C’est ce qu’a annoncé le Ministre des Finances, Doudou Fwamba, lors de son passage sur Top Congo FM, une radio émettant à Kinshasa.

Dans le cadre du nouveau programme conclu avec le Fonds monétaire international (FMI), la RDC s’est engagée à rationaliser ses mécanismes de dépenses. Cela concerne en particulier les paiements dits en procédure d’urgence, qui permettent de déroger aux règles classiques d’exécution budgétaire.

« Désormais, seules les dépenses à caractère sécuritaire et les déplacements des hauts responsables des institutions peuvent faire l’objet de paiements en procédure d’urgence », a précisé le Ministre des Finances.

Sont concernés les responsables des institutions régaliennes : la Présidence de la République, la Primature, l’Assemblée Nationale, le Sénat, la Cour constitutionnelle et le Conseil supérieur de la magistrature.
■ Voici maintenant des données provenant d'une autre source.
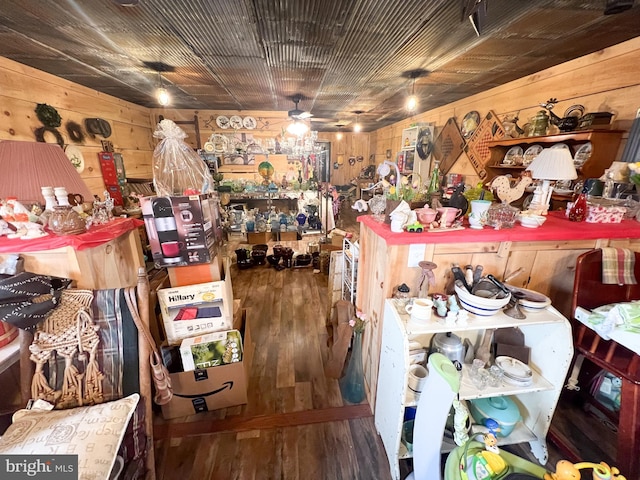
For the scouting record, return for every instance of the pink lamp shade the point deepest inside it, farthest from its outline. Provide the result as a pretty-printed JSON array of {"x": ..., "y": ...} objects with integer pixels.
[
  {"x": 553, "y": 164},
  {"x": 28, "y": 166}
]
Doudou Fwamba a tenu à être clair : les dettes intérieures de l’État, ainsi que les dépenses d’investissement ne pourront plus être exécutées sous procédure d’urgence. Ces dépenses devront suivre le circuit budgétaire normal, avec l’ensemble des validations prévues par la loi.

« Cela vise à améliorer la transparence et à éviter des dérives dans la gestion des fonds publics », a-t-il expliqué.
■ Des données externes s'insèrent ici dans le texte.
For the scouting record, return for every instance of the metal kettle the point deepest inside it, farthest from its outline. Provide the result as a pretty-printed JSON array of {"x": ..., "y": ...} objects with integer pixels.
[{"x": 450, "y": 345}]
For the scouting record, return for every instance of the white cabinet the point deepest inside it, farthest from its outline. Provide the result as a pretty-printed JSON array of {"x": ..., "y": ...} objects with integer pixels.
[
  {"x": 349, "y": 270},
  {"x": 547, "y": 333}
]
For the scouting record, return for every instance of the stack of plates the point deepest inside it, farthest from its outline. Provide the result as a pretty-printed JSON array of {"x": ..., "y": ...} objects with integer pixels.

Cette réforme répond aussi à une préoccupation récurrente exprimée par la société civile et les institutions de contrôle, qui dénonçaient un usage abusif et peu justifié de ces mécanismes d’exception.

Le Ministre des Finances a cependant reconnu que dans certaines régions, notamment dans l’Est du pays, le recours aux procédures d’urgence reste élevé, en raison de la persistance de l’insécurité et de l’urgence des interventions humanitaires et militaires. Il a rappelé que ces situations doivent faire l’objet de justifications rigoureuses et documentées, dans un cadre restreint et surveillé.

Cette mesure s’inscrit dans une volonté plus large du Gouvernement de renforcer la gouvernance des finances publiques, d’assurer une traçabilité des dépenses, et de créer les conditions d’une croissance économique inclusive.

En consolidant les mécanismes de contrôle et en mettant fin à certaines pratiques exceptionnelles, le gouvernement veut montrer qu’il est engagé sur la voie de la responsabilité budgétaire, tout en restant capable de répondre aux urgences.